Rampant by Diana Peterfreund is not a light read, nor is it for the faint of heart, but it is highly enjoyable nonetheless. I have to admit that I was feeling kind of dubious about it, despite all of the praise it’s received. I wasn’t sure how writing a story about unicorns in modern times would really feel believable, but once I got about 150 pages in I did not want to put it down.
Rampant deals frankly with teenage sexuality and violence, especially with questions of virginity. I was so glad that Peterfreund depicted all of these things in a way that teenagers could relate to instead of just sugarcoating it and pretending that everyone was repressed. I loved that Astrid questioned so much around her and about herself throughout the novel. Yet as all of this was happening, she was still strong, and kicked serious butt on the battlefield.
As for the unicorns, let me just say that if I ever go to Rome I may be spend my entire vacation lying awake in terror. The author portrays unicorns in battle as the bloodthirsty, malicious creature that they are. As enjoyable as the battle scenes were, I also enjoyed the scenes with Bonegrinder, the pet zhi that Astrid and her fellow hunters keep. The careful juxtaposition of the zhi’s innocence and malice made me want to coddle her one minute and run away screaming the next.

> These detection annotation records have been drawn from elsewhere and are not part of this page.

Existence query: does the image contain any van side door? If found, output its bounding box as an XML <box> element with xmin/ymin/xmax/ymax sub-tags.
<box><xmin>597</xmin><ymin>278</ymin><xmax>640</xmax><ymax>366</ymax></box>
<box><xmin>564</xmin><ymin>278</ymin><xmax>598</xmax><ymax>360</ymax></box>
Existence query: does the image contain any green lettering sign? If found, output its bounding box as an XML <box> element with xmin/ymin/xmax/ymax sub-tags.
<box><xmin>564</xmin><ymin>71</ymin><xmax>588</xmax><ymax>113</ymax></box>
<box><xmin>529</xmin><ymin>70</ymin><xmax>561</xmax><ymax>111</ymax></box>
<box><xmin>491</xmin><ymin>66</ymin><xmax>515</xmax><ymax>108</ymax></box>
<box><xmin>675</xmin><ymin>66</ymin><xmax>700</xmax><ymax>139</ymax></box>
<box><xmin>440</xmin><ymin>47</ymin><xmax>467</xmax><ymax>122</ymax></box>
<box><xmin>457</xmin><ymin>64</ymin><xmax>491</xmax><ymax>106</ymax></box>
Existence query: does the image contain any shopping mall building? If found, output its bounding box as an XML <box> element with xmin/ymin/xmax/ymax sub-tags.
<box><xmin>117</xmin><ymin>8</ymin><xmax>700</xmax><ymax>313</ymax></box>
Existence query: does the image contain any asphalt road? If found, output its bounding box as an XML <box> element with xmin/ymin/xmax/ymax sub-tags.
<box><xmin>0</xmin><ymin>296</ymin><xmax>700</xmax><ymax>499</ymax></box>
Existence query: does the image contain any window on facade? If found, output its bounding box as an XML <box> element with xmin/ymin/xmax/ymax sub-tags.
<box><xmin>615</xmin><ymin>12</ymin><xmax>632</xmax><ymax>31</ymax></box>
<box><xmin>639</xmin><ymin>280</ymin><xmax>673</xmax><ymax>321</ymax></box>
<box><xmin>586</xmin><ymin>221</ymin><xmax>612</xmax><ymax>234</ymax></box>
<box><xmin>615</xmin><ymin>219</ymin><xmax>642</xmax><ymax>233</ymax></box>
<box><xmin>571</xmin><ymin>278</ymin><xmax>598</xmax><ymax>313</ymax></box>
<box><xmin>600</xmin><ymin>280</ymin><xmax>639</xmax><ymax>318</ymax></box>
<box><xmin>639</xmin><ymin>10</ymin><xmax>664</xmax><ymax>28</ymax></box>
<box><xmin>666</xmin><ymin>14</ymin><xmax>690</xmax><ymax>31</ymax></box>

I had one very small problem with this story. For the most part, I enjoyed the writing, but at times it felt a little bit over the top. Peterfreund is clearly a gifted writer, but I put the book down thinking that Astrid’s voice felt a tad unrealistic at times.
This, however, hardly stopped from enjoying this novel. If you are interested in joining the Zombies vs. Unicorns debate, I suggest that whichever side you are on, that you buy Rampant and educate yourself about how awesome unicorns are and how wonderful this book is.
Disclosure: I purchased a copy of this book.